An element was defined as that out of which things at first come into being and into which they are at last resolved. In this relation did the four elements stand to all the compound bodies which the universe contained. The terms earth, air, fire and water had to be taken in a wide sense: earth meaning all that was of the nature of earth, air all that was of the nature of air and so on. Thus, in the human frame, the bones and sinews pertained to earth.

The four qualities of matter—hot, cold, moist and dry—were indicative of the presence of the four elements. Fire was the source of heat, air of cold, water of moisture, and earth of dryness. Between them, the four elements made up the unqualified being called Matter. All animals and other compound natures on earth had in them representatives of the four great physical constituents of the universe, but the moon, according to Chrysippus, consisted only of fire and air, while the sun was pure fire.

While all compound bodies were resolvable into the four elements, there were important differences among the elements, themselves. Two of them, fire and air, were light; the other two, water and earth, were heavy. By 'light' was meant that which tends away from its own centre, by 'heavy,' that which, tends towards it. The two light elements stood to the two heavy ones in much the same relation as the active to the passive principle generally. But further, fire had such a primary as entitles it, if the definition of element were pressed, to be considered alone worthy of the name. For the three other elements arose out of it and were to be again resolved into it.

We should obtain a wholly wrong impression of what Bishop Berkeley calls 'the philosophy of fire' if we set before our minds in this connection, the raging element whose strength is in destruction. Let us rather picture to ourselves as the type of fire the benign and beatific solar heat, the quickener and fosterer of all terrestrial life. For according to Zeno, there were two kinds of fire, the one destructive, the other what we may call 'constructive,' and which he called 'artistic'. This latter kind of fire, which was known as aether, was the substance of the heavenly bodies, as it was also of the soul of animals and of the 'nature' of plants. Chrysippus, following Heraclitus, taught that the elements passed into one another by a process of condensation and rarefaction. Fire first became solidified into air, then air into water and lastly water into earth. The process of dissolution took place in the reverse order, earth being rarefied into water, water into air, and air into fire. It is allowable to see in this old world doctrine an anticipation of the modern idea of different states of matter—the solid, the liquid, and the gaseous, with a fourth beyond the gaseous which science can still only guess at, and in which matter seems almost to merge into spirit.

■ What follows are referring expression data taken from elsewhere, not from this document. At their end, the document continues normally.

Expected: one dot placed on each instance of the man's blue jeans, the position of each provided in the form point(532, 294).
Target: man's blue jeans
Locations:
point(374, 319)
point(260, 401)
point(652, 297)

Each of the four elements had its own abode in the universe. Outermost of all was the ethereal 'fire' which was divided into two spheres: first that of the fixed stars and next that of the planets. Below this lay the sphere of 'air', below this again that of 'water', and lowest or in other words, most central of all was the sphere of 'earth', the solid foundation of the whole structure. Water might be said to be above earth because nowhere was there water to be found without earth beneath it, but the surface of water was always equidistant from the centre, whereas earth had prominences which rose above water.

When we say that the Stoics regarded the universe as a plenum, the reader must understand by 'the universe' the Cosmos or ordered whole. Within this there was no emptiness owing to the pressure of the celestial upon the terrestrial sphere. But outside of this lay the infinite void without beginning, middle, or end. This occupied a very ambiguous position In their scheme. It was not being, for being was confined to body and yet it was there. It was in fact nothing, and that was why it was infinite. For as nothing cannot be bound to any thing, so neither can there be any bound to nothing. But while bodiless itself, it had the capacity to contain body, a fact which enabled it, despite its non-entity, to serve, as we shall see, a useful purpose.

Did the Stoics then regard the universe as finite or as infinite? In answering this question we must distinguish our terms, as they did. The All, they said, was infinite, but the Whole was finite. For the 'All' was the cosmos and the void, whereas the 'Whole' was the cosmos only. This distinction we may suppose to have originated with the later members of the school. For Appolodorus noted the ambiguity of the word 'All' as meaning,

(1) the cosmos only, (2) cosmos + void

If then by the term "universe" we understand the cosmos, or ordered whole, we must say that the Stoics regarded the universe as finite. All being and all body, which was the same thing with being, had necessarily bounds, it was only not being, which was boundless.

Another distinction, due this time to Chrysippus himself, which the Stoics found it convenient to draw, was between the three words 'void,' 'place' and 'space'. Void was defined as 'the absence of body', place was that which was occupied by body, the term 'space' was reserved for that which was partly occupied and partly unoccupied. As there was no corner of the cosmos unfilled by body, space, it will be seen, was another name for the All. Place was compared to a vessel that was full, void to one that was empty, and space to the vast wine-cask, such as that in which Diogenes made his home, which was kept partly fully, but in which there was always room for more. The last comparison must of course not be pressed. For if space be a cask, it is one without top, bottom or sides.